Poppers for Seatrout

poppers for seatrout

Lovely when alive, tasty on the table, spotted seatrout are one of Florida’s favorite saltwater fish. The problem is, unless you find a really big one (not easy to do) trout are weaklings at the end of your line. They just don’t get the adrenaline going. But you can make trout fishing more fun by using poppers for seatrout.

There’s the visual aspect of using the plug. You can see the lure, and you can see the fish hit it. There’s the very satisfying “Smack!” sound when a good fish takes it. Believe it or not, the missed strikes are fun, and sometimes a fish will hit it four or five times in a row until the hook finally sticks, or doesn’t.

As in all things in fishing there are a variety of plugs on the market that will work. For most of this type of work I like a popping plug, and the Chug Bug (made by Storm Lures) is probably my favorite. Not only does the “pop” of this lure attract the fish, but it has rattles inside for extra attraction power. It calls the fish to it from quite a distance and there’s something almost magical about its appeal to seatrout. Of course, redfish, snook, tarpon, and crevalle will whack it too. I’ve even caught snapper with them.

poppers for seatrout

Storm’s Chug Bug comes in three sizes. All are effective lures for seatrout.

Another excellent surface lure for seatrout is the DOA Shallow Running Bait Buster. This soft plastic mullet imitation features a single hook, great for when floating grass or other debris makes using a lure with gang hooks impractical. While you don’t get the “bloop!” of a Chug Bug you fish it much the same way.

Seatrout on DOA Bait Buster

The Bait Buster is a great lure for any mullet-eating fish.

During the summertime (coming right up!) your best strategy is to get out early (before sunrise) and find a flat that’s about two feet deep with a bottom that has a mixture of sand and grass. Lots of mullet in the vicinity are a definite plus. Working around the edges of bars or docks is also a very good idea. If you’re in a boat you can drift, use a trolling motor on slow speed, or push the boat with a pushpole. Waders can have good success too, though.

Cast the lure as far as you can, and work it back to you. How fast should you retrieve? How hard should you pop it?

Only the fish can answer this question, and experimentation with your retrieve is the best course of action. When you find what they like best, keep doing it until it stops working.

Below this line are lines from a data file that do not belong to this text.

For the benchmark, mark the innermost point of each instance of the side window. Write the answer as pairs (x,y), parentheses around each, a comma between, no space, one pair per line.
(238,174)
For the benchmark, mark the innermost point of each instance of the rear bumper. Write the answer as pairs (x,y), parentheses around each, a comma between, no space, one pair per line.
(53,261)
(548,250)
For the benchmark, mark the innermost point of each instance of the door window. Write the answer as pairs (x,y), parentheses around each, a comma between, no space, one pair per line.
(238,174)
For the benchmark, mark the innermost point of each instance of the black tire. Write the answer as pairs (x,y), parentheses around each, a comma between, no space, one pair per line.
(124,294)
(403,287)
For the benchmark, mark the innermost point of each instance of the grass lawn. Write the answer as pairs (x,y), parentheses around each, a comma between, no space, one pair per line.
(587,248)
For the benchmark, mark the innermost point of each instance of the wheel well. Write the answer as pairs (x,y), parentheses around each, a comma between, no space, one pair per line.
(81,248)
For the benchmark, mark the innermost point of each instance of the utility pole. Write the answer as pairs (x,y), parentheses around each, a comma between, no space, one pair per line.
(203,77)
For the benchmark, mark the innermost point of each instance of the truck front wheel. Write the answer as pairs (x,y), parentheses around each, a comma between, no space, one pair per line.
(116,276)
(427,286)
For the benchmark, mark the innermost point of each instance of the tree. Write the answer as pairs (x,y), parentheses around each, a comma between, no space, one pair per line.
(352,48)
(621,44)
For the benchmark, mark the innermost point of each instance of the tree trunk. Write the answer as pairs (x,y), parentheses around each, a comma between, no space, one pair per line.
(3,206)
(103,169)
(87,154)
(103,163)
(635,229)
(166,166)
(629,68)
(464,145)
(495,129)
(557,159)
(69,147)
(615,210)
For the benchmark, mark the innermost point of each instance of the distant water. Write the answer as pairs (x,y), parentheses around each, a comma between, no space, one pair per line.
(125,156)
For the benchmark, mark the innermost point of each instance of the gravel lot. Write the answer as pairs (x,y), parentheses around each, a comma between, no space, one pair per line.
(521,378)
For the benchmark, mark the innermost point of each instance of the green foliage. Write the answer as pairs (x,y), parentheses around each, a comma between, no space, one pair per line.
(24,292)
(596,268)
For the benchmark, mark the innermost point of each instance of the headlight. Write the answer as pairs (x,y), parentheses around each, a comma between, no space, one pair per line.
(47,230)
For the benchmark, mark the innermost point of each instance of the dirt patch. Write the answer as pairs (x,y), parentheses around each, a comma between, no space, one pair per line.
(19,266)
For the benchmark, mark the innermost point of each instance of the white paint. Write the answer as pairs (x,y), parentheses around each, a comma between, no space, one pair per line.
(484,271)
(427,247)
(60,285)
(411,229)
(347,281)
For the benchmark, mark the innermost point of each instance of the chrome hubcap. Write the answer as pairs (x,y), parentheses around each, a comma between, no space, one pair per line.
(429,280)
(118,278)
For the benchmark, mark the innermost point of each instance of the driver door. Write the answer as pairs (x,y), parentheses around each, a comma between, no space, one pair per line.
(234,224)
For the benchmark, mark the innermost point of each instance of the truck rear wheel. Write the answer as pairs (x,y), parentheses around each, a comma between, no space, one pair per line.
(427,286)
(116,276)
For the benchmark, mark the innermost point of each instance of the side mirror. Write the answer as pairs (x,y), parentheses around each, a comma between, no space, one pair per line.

One time when I had Michael Grant out in my boat we were both tossing Chug Bugs. I was using small, steady pops, reeling at a moderate rate, and was getting the occasional bite. Michael was using great, loud pops, reeling slowly. He was getting bites every second or third cast. Of course I changed my retrieve to imitate was he was doing and my success rate went right up.

So if you want to make trout fishing more entertaining, try to using poppers for seatrout.